The evening before, I heard, while passing by a farmhouse, a great sawing of fiddles and strumming of banjoes, with a shuffling of feet, as of people engaged in a dance, while a voice, which I knew, by its undoubted Congo tang, could be none but a negro's, sang, in concert with the fiddles,—

"Ole Vaginnee! nebber ti—ah!
Kick'm up, Juba, a leetle high—ah,—"

or something to that effect. And, while I was marvelling what could make a negro in Pennsylvania chant the praises of Virginia, having rolled a little further on, I heard, far in the distance, while our little nag stopped to drink from a brook, the sound of many voices, which I knew also were those of negroes. They were labourers husking corn in the light of the moon, and singing as they laboured; and, verily, there was something uncommonly agreeable in the tones, now swelling, now dying in the distance, as many or fewer voices joined in the song. There was a pleasing wildness in the music; but it was to me still more enchanting, as showing the light-heartedness of the singers. "Verily," said I, forgetting my woes in a sudden impulse of philanthropy, "the negro that is free is a happy being"—not doubting that I was still in Pennsylvania.
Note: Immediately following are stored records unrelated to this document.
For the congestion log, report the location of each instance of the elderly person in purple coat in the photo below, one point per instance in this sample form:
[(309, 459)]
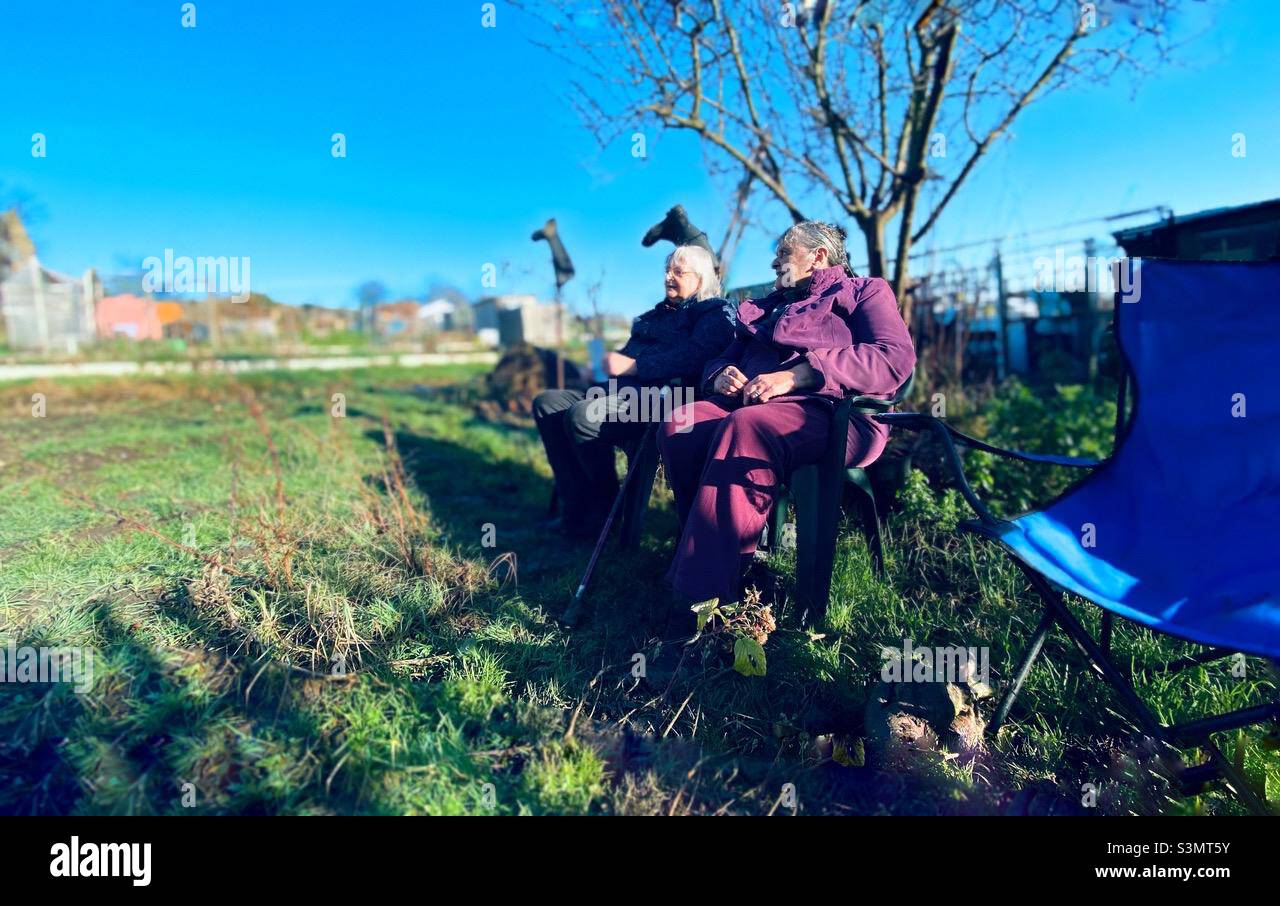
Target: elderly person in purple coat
[(822, 334)]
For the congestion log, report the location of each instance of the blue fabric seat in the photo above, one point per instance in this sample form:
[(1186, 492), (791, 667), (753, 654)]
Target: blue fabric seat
[(1176, 530), (1184, 518)]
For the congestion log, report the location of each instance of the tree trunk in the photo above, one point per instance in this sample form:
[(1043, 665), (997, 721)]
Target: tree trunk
[(873, 233)]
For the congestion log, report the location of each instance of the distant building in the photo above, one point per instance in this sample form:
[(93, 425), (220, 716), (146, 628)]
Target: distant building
[(1240, 233), (133, 316), (319, 320), (49, 311), (439, 315), (507, 320), (398, 320)]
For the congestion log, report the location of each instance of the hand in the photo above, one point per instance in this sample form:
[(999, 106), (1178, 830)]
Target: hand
[(730, 380), (617, 365), (766, 387)]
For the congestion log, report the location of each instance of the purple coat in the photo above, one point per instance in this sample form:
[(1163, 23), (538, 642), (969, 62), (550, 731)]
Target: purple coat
[(848, 328)]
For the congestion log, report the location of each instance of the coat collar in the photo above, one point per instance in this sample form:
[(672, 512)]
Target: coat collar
[(822, 280)]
But oh, how grievously this conceit was dispersed on the following morning! I was roused out of sleep by the sound of voices and clanking of chains, and looking from the door of my prison, which my conductors had left open to give me air, I spied, just at the tail of the cart, a long train of negroes, men, women, and children, of whom some of the males were chained together, the children riding for the most part in covered wagons, while two white men on horseback, armed with great whips and pistols, rode before and behind, keeping the whole procession in order.

"What!" said I, filled with virtuous indignation, and thrusting my head from the cart so as to address the foremost rider, "what does thee mean, friend? Are these people slaves or freemen? and why dost thou conduct them thus in chains through the free state of Pennsylvania?"